The Humanized Multiple Myeloma Mouse Model: Opportunities for Studying the Pathogenesis of MM in Its Natural Environment.

Abstract 1847

Poster Board I-873

Multiple myeloma (MM), one of the most common hematological malignancies in adults, is a neoplasm of terminally differentiated B cells, i.e. plasma cells. The transition of a plasma cell to a fully transformed, aggressive myeloma is a multistep process, which requires the acquisition of mutations in multiple genes. Most of this evolution takes place in the bone marrow (BM). Studying the pathogenesis of MM is seriously hampered by the lack of appropriate conditions for the engraftment of patient derived MM cells (pMM) which, unlike MM cell lines, strongly depend on a human microenvironment to engraft, survive and expand, indicating that the interaction of MM cells with the cellular and extracellular components of the human BM microenvironment plays a crucial role in the growth behavior of MM cells. To date only few animal models are described that facilitate the outgrowth of pMM, however, they depend on the co-implantation of human fetal tissues or prior implantation of rabbit bone. Moreover, these do not represent the human adult BM microenvironment in which MM cells normally exist (e.g. in the SCID-Rab model and in the NOD-SCID mouse model) or there are ethical concerns (e.g. the SCID-Hu model).

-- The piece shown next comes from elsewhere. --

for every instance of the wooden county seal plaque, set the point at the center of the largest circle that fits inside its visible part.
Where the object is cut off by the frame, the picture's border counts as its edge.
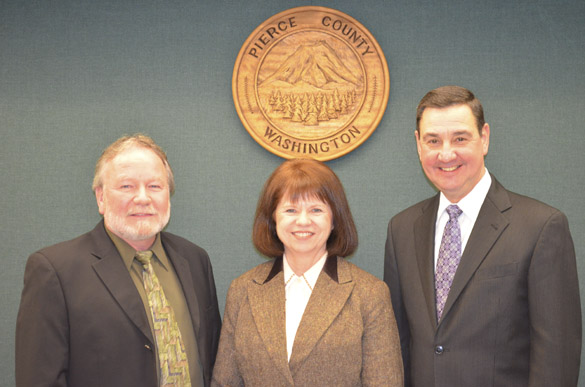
(310, 82)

Here we report the development of a unique mouse model to study the pathobiology of MM by implementing a technology for creating a natural human bone environment in the immune deficient RAG2^−/−γc^−/− mouse. To this end we combined a procedure to culture-expand human BM-derived mesenchymal stromal cells (MSC) that were seeded on biphasic calcium phosphate (BCP) particles and subsequently implanted subcutaneously in RAG2^−/−γc^−/− mice. Within 6 to 8 weeks this leads to the formation of so-called ossicles that contain substantial amounts of human bone, while the remaining open structures are filled with hematopoietic cells (of mouse origin) at various stages of erythroid, megakaryocytic and myeloid differentiation, creating an environment that strongly resembles the human bone marrow. A stricking finding was that this humanized environment in the mouse proved to be capable to not only support human GFP-luciferase gene-marked MM cell lines but also pMM cells. Intravenous or intracardial injection of MM cell lines or pMM cells showed homing to, engraftment and outgrowth of tumor cells in connection with the human bone layer in the ossicles. Hence, this novel humanized mouse model will provide the first opportunity to investigate patient derived MM plasma cells in their natural environment which may lead to better insights in the pathogenesis of this disease and serve as a model for preclinical testing of new therapeutic approaches for the treatment of Multiple Myeloma patients.